Nous n’avions pas dit que nous ne faisions plus de propositions. Notre dernière sortie date de deux mois où, nous avions établi un mémorandum dans lequel nous faisions des propositions définitives de résolutions de la  crise dans le Nord-ouest et le Sud-ouest. Ces propositions ont été remises au gouvernement.  La paix doit régner. Je reviens de Bamenda, il est urgent que cela se termine vivement.

Vous dites et je  vous cite : « La campagne 300 maires et 100 députés pour les forces de l’opposition est plus que jamais d’actualité ». On est tenté de vous dire que cet appel ressemble fort bien à ce que font d’autres acteurs politiques sous la bannière des plateformes. Je cite dans la foulée, Kawtal, Coacic… quelle efficacité pour une telle initiative ? 

Nous sommes dans cette campagne depuis 2017. Les acteurs politiques manquent le plus souvent beaucoup de cohésion, les gens estiment qu’ils peuvent créer un autre groupe au lieu d’adhérer à ce qui est déjà là ou travailler avec ceux qui ont déjà une avancée. Malheureusement chacun estime qu’il doit être à la tête d’un mouvement, ce qui est dommage. Cette campagne vise tous les acteurs politiques.

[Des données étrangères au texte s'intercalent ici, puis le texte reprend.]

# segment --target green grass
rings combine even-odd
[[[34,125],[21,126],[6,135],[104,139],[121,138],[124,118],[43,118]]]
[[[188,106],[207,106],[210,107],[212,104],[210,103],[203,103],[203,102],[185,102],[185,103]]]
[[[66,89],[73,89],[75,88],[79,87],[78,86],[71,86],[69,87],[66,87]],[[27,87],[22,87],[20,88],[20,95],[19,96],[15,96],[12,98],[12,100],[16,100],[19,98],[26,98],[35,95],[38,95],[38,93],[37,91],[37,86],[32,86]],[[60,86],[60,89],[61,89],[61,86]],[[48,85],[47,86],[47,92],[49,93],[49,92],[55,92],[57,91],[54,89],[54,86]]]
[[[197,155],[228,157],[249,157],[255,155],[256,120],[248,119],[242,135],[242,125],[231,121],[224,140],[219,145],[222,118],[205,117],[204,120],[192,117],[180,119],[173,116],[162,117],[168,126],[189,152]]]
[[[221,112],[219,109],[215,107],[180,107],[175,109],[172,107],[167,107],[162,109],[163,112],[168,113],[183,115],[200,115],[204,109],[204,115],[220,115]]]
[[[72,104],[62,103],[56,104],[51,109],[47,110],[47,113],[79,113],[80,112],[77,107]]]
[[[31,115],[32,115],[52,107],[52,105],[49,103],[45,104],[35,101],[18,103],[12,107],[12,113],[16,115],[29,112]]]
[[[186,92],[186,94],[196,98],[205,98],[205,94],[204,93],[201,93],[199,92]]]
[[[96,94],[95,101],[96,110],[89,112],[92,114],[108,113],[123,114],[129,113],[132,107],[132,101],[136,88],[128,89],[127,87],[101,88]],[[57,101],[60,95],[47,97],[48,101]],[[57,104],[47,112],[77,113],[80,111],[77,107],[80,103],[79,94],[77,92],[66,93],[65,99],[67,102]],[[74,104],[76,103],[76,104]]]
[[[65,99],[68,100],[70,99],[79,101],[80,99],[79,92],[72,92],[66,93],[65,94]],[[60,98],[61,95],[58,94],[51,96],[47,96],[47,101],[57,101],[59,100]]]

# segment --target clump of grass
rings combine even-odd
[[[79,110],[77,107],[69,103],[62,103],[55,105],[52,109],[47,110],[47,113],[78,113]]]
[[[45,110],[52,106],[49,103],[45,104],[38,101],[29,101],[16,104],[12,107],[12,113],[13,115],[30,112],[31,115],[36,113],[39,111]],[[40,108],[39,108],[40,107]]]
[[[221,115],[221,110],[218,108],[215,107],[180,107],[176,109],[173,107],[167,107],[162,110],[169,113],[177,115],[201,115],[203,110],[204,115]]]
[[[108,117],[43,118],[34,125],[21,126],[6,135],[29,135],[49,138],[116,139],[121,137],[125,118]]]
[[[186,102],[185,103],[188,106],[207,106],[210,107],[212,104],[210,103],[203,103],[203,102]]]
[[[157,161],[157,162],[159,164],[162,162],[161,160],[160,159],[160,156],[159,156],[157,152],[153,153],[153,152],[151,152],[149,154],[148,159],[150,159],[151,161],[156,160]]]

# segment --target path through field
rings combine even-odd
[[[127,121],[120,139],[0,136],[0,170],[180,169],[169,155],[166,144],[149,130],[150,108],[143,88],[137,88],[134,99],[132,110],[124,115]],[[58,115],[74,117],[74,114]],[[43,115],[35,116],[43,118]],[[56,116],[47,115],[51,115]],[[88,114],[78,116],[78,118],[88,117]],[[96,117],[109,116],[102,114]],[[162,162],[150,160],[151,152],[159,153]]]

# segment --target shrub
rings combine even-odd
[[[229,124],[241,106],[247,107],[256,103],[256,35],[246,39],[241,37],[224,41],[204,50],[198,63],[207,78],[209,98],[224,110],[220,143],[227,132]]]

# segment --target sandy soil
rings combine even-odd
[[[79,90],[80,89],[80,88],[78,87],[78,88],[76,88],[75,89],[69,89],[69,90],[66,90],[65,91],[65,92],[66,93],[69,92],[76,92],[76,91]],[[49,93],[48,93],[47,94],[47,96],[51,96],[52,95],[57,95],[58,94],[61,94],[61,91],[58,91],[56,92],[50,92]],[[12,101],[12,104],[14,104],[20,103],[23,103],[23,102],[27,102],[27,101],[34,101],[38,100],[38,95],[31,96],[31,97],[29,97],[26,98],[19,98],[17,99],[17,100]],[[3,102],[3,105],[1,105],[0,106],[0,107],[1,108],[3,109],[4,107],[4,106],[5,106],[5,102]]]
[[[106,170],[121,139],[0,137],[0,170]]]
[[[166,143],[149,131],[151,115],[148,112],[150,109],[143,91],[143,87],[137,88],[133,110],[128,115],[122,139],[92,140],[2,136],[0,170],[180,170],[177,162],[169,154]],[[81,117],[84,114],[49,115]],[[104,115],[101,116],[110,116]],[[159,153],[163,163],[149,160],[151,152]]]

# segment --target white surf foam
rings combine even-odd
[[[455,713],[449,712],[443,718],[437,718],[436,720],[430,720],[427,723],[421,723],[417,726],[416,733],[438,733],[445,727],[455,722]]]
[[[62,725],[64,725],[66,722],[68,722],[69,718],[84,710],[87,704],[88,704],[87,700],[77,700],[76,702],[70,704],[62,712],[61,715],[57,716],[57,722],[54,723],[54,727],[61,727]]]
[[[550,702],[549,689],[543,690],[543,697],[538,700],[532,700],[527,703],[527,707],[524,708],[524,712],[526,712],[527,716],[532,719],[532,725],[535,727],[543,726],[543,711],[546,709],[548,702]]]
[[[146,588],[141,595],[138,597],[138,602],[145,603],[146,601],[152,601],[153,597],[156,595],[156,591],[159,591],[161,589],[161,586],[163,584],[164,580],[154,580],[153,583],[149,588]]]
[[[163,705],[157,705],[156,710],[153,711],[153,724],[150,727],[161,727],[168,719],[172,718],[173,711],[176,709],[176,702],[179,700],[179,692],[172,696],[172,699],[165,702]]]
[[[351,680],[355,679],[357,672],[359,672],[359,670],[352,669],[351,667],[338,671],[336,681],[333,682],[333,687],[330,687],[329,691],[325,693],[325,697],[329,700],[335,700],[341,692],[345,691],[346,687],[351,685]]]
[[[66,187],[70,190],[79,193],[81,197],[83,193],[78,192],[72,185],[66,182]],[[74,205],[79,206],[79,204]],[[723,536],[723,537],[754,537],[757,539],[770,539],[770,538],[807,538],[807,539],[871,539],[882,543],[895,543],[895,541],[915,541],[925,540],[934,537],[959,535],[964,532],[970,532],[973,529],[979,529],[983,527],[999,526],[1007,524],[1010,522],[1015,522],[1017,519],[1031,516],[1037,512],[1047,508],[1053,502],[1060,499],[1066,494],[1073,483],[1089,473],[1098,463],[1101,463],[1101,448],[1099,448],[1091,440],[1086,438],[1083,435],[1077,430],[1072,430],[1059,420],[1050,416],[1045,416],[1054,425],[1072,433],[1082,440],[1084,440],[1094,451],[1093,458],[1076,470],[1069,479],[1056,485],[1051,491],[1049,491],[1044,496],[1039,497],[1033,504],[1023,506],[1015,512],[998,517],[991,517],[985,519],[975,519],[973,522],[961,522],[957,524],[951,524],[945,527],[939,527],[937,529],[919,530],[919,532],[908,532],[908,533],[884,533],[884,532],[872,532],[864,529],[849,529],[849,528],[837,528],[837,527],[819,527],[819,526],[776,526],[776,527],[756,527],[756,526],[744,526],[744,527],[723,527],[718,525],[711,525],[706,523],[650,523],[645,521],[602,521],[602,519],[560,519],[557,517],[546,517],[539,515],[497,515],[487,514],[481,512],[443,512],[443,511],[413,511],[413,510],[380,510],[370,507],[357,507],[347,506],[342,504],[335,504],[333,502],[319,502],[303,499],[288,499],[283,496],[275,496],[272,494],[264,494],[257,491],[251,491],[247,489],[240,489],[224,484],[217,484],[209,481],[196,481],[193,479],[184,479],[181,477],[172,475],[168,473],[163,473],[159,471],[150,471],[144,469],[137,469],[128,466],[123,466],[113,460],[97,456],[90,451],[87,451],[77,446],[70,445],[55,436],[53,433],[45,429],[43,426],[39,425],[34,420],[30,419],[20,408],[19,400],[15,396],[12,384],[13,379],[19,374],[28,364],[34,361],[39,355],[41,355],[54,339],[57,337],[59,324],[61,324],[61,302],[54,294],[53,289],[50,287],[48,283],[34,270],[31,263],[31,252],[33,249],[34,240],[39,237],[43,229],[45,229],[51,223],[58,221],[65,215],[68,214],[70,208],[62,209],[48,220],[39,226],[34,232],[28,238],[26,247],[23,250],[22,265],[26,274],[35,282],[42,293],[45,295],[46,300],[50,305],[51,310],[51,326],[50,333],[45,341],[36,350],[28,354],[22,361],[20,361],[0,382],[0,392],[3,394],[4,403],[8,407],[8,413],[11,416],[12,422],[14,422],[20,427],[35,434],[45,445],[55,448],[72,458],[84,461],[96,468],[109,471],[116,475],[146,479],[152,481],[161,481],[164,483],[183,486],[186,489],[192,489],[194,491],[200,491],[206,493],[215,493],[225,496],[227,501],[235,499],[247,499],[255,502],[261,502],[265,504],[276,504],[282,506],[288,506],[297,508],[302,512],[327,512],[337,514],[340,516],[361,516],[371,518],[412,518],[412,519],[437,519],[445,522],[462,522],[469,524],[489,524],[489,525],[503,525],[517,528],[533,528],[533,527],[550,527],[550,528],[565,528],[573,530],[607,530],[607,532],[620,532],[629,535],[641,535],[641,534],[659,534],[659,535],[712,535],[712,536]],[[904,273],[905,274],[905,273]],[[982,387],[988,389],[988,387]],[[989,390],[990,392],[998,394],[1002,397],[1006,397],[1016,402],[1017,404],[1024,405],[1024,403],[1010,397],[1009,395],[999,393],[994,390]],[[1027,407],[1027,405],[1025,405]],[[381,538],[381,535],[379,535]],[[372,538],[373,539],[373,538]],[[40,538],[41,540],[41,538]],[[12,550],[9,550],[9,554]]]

Peut-on espérer une mutualisation des forces entre Cabral Libii et Serge Espoir Matomba pour les élections à venir ? 

Nous sommes très ouverts. Il y a quelques jours encore je discutais avec Cabral et nous en parlions. Tous est à espérer.

Vous seriez candidat du Purs à la mairie de Bonabéri ou alors candidat à la députation ?

Je répondrai lorsque le congrès du parti qui va se tenir bientôt décidera.

Quand on regarde votre score à la dernière présidentielle, cela ne laisse-t-il pas un peu songeur par rapport à votre avenir politique ? Le Purs peut-il vraiment relever les défis des prochaines élections ? 

Nous avons pris acte du score. Mais ce score ne reflète pas le travail que nous menons depuis plusieurs années. Nous avons tiré des leçons. Nous ne pouvons pas refaire les mêmes erreurs.

Un mot pour les lecteurs de lewouri.info

 J’encourage lewouri.info, c’est un site d’information que j’ai vu naître. Le journal fait son chemin et il avance de la meilleure des façons. C’est un site où on peut lire l’équilibre de l’information sans parti pris. Je ne peux que vous encourager et vous féliciter. C’est vous qui allez construire le Cameroun de demain. Le pays nous appartient, chapeau encore!